The last two nights in Brecon at a little home-farm b&b--that lady could cook her fanny off.




*L*.... misskitty... do you want to try to explain what that phrase would mean to a brit? *L*
stevep
Hamburger
RE: Full English Breakfast 2008/04/30 23:38:31
I don't suppose anyone knows where to get a traditional Irish/English breakfast (complete with black and white pudding, yum) in central MA? Particularly Worcester? Apparently Irish Times and Funky Murphy's used to have one but not anymore.
Nancypalooza
Filet Mignon
RE: Full English Breakfast 2008/05/13 20:31:12
quote:
Originally posted by grynch

*L*.... misskitty... do you want to try to explain what that phrase would mean to a brit? *L*


I can probably guess. Not too far off, I would imagine, from the look I got from a British doctoral student in my program twenty years ago when I told him that the shag was the state dance of South Carolina.

I found some pix from our stay in Brecon I thought I'd share. This is the sign for the b&b:


And the hilarious thing about the breakfasts we had there was the family dog, Holly. She would just sort of skirt the perimeter when her mommy was around, but as soon as the lady left the room, she would hop right up into my partner's lap


for a cuddle


macphile
Junior Burger
RE: Full English Breakfast 2008/06/28 01:13:55
You know, with all the English breakfasts I've eaten at relatives' houses, B&Bs, etc., I've never seen blood pudding. Odd. I guess it depends on the region? And I'd forgotten about the beans, but I'm not a beans person, anyway.

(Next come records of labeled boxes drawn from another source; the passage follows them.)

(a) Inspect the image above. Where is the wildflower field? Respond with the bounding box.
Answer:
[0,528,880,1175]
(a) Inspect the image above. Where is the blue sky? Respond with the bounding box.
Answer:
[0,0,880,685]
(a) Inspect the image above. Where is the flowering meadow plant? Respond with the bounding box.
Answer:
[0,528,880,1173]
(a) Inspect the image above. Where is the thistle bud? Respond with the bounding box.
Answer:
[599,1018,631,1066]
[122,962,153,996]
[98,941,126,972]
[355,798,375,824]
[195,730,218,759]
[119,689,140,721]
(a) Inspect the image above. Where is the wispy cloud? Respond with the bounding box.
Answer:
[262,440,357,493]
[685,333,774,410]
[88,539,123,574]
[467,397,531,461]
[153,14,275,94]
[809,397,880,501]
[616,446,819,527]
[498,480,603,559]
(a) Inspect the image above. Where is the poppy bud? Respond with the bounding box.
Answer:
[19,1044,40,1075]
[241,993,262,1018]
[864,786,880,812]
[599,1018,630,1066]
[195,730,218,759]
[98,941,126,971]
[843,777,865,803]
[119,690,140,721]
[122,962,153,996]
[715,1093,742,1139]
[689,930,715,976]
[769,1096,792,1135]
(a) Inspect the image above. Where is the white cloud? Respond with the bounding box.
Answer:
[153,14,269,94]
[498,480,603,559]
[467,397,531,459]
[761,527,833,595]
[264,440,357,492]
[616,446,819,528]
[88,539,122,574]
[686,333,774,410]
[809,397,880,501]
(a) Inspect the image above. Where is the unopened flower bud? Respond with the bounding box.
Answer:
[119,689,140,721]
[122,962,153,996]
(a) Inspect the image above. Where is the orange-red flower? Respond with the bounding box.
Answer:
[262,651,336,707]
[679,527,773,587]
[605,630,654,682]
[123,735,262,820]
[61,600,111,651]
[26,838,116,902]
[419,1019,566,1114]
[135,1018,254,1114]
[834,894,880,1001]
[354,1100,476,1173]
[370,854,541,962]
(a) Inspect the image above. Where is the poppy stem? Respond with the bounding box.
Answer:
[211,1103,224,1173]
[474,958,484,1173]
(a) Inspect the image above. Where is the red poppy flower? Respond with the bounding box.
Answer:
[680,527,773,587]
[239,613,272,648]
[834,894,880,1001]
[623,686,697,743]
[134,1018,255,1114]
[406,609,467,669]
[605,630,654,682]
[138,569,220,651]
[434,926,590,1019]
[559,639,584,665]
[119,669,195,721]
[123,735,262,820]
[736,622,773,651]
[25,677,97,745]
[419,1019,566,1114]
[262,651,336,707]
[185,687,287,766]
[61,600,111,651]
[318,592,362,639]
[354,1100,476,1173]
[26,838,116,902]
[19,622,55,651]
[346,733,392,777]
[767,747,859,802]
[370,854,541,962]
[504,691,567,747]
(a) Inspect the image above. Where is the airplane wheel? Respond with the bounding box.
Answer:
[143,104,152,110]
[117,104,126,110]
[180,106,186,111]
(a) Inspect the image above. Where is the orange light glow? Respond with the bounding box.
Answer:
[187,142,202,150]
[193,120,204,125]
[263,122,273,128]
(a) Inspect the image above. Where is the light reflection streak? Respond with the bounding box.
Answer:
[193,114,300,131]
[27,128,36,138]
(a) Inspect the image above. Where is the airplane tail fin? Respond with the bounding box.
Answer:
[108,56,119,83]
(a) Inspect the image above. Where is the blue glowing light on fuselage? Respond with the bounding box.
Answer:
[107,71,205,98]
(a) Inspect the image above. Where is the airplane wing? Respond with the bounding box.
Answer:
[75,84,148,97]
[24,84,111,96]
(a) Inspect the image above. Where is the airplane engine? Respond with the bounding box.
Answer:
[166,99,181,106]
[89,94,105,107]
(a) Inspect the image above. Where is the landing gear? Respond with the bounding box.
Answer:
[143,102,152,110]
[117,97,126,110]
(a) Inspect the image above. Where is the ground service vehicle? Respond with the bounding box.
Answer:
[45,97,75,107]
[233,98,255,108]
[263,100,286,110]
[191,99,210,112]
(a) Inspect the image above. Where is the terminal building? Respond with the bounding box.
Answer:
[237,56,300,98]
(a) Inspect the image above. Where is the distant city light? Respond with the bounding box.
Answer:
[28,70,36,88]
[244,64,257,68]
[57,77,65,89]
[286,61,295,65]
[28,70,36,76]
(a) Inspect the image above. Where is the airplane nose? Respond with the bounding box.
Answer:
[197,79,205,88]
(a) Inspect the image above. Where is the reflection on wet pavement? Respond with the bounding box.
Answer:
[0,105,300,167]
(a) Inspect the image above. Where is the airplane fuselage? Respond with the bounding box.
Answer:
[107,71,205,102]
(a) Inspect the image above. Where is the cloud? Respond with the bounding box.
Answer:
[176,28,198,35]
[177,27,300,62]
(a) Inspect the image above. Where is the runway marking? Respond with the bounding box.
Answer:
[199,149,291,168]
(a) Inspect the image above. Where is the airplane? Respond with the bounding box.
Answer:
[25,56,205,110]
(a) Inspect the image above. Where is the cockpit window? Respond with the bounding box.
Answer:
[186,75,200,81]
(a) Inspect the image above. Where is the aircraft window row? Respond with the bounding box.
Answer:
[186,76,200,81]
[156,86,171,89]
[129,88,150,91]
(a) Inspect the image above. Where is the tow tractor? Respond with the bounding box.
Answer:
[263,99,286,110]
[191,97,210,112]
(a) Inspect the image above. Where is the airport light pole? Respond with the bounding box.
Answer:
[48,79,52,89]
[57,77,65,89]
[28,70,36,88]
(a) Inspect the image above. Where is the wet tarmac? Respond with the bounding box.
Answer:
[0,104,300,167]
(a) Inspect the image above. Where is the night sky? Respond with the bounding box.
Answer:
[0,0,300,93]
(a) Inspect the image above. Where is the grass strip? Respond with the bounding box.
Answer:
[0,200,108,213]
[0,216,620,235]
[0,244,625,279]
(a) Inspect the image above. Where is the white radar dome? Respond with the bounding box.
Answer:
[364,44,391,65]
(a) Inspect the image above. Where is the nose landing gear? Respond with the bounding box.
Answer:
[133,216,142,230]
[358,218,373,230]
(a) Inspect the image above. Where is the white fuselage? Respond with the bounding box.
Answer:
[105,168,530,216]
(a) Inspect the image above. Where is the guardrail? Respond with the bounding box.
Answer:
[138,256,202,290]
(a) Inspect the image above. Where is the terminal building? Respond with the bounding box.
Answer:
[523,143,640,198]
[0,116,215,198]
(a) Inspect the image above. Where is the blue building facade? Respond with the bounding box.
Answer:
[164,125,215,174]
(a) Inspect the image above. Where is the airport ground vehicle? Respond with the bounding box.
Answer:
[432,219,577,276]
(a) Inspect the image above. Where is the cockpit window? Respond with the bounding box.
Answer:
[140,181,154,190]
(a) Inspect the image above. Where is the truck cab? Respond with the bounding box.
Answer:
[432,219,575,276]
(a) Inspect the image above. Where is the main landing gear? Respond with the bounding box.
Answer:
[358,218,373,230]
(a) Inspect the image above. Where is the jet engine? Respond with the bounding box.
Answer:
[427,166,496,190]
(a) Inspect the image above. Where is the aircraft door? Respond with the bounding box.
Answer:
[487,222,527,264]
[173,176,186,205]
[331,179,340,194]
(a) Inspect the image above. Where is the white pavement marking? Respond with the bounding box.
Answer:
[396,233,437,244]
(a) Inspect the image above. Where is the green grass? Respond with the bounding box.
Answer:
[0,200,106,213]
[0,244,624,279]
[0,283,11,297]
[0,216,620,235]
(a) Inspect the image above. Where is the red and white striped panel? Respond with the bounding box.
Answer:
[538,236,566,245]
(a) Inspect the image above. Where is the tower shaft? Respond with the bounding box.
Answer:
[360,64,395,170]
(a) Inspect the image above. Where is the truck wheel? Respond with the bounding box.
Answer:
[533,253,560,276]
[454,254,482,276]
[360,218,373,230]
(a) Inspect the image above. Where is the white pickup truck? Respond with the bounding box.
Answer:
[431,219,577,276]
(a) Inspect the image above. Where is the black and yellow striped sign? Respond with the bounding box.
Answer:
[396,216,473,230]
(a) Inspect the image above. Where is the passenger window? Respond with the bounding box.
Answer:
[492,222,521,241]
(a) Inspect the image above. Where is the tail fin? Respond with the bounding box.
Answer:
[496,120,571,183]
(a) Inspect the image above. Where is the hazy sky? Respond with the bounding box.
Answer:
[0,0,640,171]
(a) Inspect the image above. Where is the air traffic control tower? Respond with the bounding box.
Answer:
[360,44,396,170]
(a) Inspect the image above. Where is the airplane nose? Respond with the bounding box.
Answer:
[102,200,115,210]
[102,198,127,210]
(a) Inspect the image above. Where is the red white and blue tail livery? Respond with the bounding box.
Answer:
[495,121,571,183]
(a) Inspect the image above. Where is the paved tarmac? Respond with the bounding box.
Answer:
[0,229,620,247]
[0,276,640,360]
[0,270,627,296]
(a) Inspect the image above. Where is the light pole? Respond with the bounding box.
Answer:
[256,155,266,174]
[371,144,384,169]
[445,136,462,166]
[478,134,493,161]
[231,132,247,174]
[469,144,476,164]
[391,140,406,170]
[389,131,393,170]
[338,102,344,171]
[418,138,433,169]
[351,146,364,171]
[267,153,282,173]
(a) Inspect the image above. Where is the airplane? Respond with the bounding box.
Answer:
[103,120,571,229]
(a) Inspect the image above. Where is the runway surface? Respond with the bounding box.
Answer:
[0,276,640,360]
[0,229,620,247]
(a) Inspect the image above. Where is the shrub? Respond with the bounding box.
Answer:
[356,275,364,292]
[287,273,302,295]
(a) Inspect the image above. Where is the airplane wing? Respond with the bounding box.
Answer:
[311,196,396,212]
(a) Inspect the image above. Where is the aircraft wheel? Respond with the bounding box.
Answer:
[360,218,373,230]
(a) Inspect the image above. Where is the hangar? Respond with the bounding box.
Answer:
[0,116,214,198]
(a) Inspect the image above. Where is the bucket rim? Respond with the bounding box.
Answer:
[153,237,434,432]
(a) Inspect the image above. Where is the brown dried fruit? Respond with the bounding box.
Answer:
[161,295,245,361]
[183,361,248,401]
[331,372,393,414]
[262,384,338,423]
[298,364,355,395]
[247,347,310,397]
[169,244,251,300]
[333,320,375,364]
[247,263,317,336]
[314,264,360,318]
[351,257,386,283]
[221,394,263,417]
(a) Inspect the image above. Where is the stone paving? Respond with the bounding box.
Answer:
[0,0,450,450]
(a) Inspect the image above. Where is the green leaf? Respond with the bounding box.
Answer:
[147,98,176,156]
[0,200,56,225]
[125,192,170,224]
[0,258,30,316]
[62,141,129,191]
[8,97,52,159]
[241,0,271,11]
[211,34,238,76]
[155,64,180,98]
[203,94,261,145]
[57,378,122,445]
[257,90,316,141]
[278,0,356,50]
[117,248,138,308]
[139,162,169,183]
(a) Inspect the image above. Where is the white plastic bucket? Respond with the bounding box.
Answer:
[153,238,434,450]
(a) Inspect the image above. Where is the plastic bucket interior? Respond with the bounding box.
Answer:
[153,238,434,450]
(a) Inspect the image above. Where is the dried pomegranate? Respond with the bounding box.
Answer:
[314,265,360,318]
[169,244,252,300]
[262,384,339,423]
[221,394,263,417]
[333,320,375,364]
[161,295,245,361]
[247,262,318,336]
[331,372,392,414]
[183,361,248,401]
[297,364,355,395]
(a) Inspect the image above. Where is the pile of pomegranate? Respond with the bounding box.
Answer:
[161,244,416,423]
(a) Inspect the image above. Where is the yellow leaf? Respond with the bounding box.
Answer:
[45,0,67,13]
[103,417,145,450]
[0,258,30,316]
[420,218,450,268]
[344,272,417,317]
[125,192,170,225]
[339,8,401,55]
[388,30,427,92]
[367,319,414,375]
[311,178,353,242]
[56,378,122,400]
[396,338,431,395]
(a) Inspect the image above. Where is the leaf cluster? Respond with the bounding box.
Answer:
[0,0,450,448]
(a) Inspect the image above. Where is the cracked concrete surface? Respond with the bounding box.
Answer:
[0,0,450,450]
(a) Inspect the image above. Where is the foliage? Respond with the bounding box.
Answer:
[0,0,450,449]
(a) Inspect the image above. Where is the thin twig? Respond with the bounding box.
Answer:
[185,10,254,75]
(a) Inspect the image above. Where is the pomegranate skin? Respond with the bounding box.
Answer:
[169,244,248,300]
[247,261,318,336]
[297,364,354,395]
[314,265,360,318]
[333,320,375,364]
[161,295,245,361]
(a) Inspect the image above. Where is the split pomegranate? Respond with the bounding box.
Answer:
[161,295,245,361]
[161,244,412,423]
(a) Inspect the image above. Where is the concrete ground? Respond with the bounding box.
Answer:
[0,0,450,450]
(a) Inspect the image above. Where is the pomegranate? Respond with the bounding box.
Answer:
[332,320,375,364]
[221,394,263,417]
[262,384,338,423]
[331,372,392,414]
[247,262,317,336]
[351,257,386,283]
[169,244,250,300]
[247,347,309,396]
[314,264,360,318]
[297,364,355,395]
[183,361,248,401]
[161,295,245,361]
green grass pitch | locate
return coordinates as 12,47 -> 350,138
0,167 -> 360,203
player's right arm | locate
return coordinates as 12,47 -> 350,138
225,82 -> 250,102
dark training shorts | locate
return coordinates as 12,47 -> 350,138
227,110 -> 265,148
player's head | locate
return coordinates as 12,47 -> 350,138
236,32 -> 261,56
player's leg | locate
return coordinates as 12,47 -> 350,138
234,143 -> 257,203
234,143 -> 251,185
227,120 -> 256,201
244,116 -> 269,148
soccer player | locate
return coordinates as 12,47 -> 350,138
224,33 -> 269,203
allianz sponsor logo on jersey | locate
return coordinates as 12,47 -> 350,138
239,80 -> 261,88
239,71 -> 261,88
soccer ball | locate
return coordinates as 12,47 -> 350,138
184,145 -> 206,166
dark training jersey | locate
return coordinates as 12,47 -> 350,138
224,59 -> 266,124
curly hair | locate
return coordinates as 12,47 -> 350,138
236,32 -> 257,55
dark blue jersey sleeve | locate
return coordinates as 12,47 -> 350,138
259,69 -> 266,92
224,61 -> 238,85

I'm not sure about the "no sweet stuff," though. When I've had full English breakfasts, they've always come with marmalade and jam for the fried bread/toast. It's sitting out on the tables at B&Bs, like they do here.

And when the waitress asks what you want, you just say "full English," without the noun.

If I ate that stuff all the time here, I'd keel over from cholesterol poisoning. But when you spend the entire day hiking around Oxford or London or someplace, it's perfect. You're hungry at lunchtime after that, despite all that food in the morning.